Pharmacological exploitation of the HIF signalling pathway
Genetic mutations that operate from birth may invoke developmental influences that contribute to a protective phenotype. Nonetheless the enrichment of genes for EPAS1 and EGLN1 in adapted highlanders has given added weight to evaluating HIF signalling as a target for pulmonary hypertension. Bigham and Lee (Bigham & Lee, 2014) discuss the possible combinations of loss-of-function and gain-of-function EPAS1 and EGLN1 alleles to explain Tibetan adaptation and suggest it may be necessary to target both HIF2α and PHD2 to reproduce the Tibetan phenotype (Figure 1). To date, most progress has been made with exploring inhibition of HIF2α as a drug target for pulmonary hypertension.
As a transcription factor that activates gene expression through protein-protein interactions, HIF2α was generally regarded as intractable for small molecule inhibition. But biophysical studies have revealed that the inner core of the PAS-B domain of HIF2α possesses a hydrophobic cavity that can bind small molecules that allosterically disrupt its dimerization to ARNT and thereby block transcriptional activity (Scheuermann, Tomchick, Machius, Guo, Bruick & Gardner, 2009). A cellular screening approach for HIF2α inhibitors has identified Compound 76 (C76) as a useful tool compound (Zimmer et al., 2008). C76 inhibits HIF2α translation by binding to iron regulatory protein-1 that enables association with the IRE in the 5’UTR, even during hypoxia exposure. This association continuously represses HIF2α translation. C76 has shown promising results in both the prevention and treatment of pulmonary hypertension in rodent models (Dai et al., 2018) but demonstrates only micromolar potency in vitro , and is not orally bioavailable.

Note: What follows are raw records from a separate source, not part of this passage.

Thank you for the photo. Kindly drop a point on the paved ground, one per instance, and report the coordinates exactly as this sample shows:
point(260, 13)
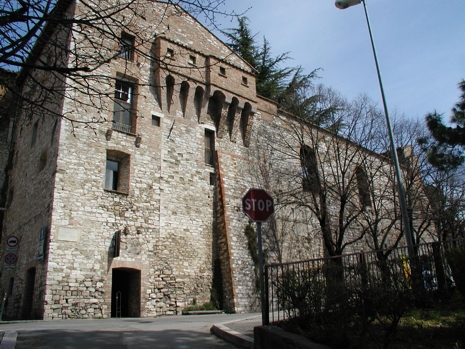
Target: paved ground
point(165, 332)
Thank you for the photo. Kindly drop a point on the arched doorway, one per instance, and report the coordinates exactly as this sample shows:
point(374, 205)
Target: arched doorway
point(125, 292)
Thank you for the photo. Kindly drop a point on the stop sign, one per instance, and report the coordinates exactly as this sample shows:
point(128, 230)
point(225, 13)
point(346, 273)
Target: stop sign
point(258, 205)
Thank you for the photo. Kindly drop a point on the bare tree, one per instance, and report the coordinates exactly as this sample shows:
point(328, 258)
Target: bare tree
point(322, 177)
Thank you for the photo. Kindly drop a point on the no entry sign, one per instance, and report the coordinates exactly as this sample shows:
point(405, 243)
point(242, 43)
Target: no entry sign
point(258, 205)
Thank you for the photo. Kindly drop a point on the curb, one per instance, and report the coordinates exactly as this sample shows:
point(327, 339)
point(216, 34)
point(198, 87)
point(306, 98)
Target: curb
point(231, 336)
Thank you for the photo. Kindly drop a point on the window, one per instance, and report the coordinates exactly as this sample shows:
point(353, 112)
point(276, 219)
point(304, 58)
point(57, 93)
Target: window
point(35, 128)
point(127, 47)
point(155, 120)
point(183, 96)
point(309, 164)
point(122, 120)
point(212, 179)
point(111, 175)
point(363, 187)
point(192, 60)
point(117, 171)
point(169, 90)
point(209, 147)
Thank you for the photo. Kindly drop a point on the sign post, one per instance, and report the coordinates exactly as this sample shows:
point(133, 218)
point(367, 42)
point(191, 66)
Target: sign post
point(258, 205)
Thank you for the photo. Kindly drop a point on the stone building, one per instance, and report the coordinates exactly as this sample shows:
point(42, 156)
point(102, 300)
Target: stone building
point(132, 207)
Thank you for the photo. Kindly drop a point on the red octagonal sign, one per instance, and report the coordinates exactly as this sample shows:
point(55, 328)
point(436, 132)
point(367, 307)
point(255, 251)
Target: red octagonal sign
point(258, 205)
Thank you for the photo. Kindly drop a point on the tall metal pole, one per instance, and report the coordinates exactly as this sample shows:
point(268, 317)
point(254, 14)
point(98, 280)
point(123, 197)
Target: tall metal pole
point(400, 186)
point(260, 264)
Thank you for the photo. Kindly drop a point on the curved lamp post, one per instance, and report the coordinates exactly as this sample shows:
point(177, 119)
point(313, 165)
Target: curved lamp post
point(343, 4)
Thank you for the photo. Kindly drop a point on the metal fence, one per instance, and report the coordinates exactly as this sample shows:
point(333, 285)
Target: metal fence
point(297, 289)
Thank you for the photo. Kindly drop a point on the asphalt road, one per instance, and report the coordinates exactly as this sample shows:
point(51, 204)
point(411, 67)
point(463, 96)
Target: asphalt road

A series of highly selective, orally bioavailable HIF2α inhibitors with a favourable safety and tolerability profile have been developed, with reported efficacy in rodent cancer models and metastatic clear cell renal cell carcinoma (ccRCC) patients (Chen et al., 2016; Cho et al., 2016; Courtney et al., 2018; Wallace et al., 2016; Wehn et al., 2018). PT2567 has shown efficacy in rodent models of pulmonary hypertension (Hu et al., 2019).